Fedrigo Olivier, Naylor Gavin
Department of Ecology, Evolution and Organismal Biology, Iowa State University, Ames, IA 50011, USA.
Nucleic Acids Res. 2004 Feb 18;32(3):1208-13. doi: 10.1093/nar/gkh210. Print 2004.
Sequencing by hybridization (SBH) approaches to DNA sequencing face two conflicting constraints. First, in order to ensure that the target DNA binds reliably, the oligonucleotide probes that are attached to the chip array must be >15 bp in length. Secondly, the total number of possible 15 bp oligonucleotides is too large (>4(15)) to fit on a chip with current technology. To circumvent the conflict between these two opposing constraints, we present a novel gene-specific DNA chip design. Our design is based on the idea that not all conceivable oligonucleotides need to be placed on a chip--only those that capture sequence combinations occurring in nature. Our approach uses a training set of aligned sequences that code for the gene in question. We compute the minimum number of oligonucleotides (generally 15-30 bp in length) that need to be placed on a DNA chip to capture the variation implied by the training set using a graph search algorithm. We tested the approach in silico using cytochrome-b sequences. Results indicate that on average, 98% of the sequence of an unknown target can be determined using the approach.
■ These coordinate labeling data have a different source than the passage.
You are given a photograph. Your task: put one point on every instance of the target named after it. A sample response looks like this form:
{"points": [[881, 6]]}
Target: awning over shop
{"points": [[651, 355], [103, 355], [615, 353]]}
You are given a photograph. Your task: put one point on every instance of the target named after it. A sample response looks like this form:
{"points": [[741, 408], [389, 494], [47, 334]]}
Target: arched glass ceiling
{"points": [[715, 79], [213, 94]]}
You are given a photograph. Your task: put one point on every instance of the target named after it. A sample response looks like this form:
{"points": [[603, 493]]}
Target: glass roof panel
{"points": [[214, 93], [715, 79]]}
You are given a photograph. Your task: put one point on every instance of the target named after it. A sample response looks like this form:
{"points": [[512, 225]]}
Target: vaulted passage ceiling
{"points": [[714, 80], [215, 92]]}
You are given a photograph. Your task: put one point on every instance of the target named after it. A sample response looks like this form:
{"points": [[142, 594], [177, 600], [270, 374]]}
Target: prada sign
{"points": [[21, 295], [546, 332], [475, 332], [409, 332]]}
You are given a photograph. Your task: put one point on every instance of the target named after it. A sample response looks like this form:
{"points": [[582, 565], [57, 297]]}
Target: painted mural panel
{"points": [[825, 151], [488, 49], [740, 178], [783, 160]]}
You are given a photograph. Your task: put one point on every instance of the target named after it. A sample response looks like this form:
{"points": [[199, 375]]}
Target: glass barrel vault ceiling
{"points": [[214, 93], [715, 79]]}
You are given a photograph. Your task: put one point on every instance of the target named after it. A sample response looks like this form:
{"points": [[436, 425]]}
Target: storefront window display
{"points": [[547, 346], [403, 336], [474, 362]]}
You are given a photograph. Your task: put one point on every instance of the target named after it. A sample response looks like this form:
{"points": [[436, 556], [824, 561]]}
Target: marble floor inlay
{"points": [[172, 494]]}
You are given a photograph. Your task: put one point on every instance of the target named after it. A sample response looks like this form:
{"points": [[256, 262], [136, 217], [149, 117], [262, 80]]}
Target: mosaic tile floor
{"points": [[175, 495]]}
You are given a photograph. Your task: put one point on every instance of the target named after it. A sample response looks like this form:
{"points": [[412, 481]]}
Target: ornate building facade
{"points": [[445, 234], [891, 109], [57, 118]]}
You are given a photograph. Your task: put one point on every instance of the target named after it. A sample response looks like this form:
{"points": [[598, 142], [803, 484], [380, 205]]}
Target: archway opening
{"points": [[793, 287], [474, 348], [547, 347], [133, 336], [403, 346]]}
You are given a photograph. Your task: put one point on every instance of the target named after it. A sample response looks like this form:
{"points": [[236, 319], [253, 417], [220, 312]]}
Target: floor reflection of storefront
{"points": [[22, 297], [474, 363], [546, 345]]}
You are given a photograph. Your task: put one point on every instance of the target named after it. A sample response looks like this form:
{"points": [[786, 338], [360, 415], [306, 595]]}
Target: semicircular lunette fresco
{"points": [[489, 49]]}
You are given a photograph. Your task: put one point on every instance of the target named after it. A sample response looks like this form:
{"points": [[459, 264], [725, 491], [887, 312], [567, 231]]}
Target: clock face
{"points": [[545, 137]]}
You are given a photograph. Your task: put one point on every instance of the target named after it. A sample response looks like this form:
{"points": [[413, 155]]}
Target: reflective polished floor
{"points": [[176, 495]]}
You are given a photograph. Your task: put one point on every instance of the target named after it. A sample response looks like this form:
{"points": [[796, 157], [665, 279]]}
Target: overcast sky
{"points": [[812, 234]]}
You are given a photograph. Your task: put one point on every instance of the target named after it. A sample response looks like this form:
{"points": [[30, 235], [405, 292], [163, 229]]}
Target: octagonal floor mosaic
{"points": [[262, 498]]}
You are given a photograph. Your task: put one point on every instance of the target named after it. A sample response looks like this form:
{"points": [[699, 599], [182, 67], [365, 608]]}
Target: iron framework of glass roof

基于杂交的DNA测序方法面临两个相互冲突的限制。首先,为确保目标DNA可靠结合,附着在芯片阵列上的寡核苷酸探针长度必须大于15个碱基对。其次,15个碱基对的寡核苷酸的总数太大(>4^15),无法用当前技术集成在芯片上。为了规避这两个相反限制之间的冲突,我们提出了一种新颖的基因特异性DNA芯片设计。我们的设计基于这样一个理念:并非所有可能的寡核苷酸都需要放置在芯片上,只需那些能够捕获自然界中出现的序列组合的寡核苷酸。我们的方法使用一组比对好的、编码目标基因的序列作为训练集。我们使用图搜索算法计算出需要放置在DNA芯片上的寡核苷酸的最小数量(通常长度为15 - 30个碱基对),以捕获训练集中所隐含的变异。我们使用细胞色素b序列在计算机上对该方法进行了测试。结果表明,平均而言,使用该方法可以确定未知目标序列的98%。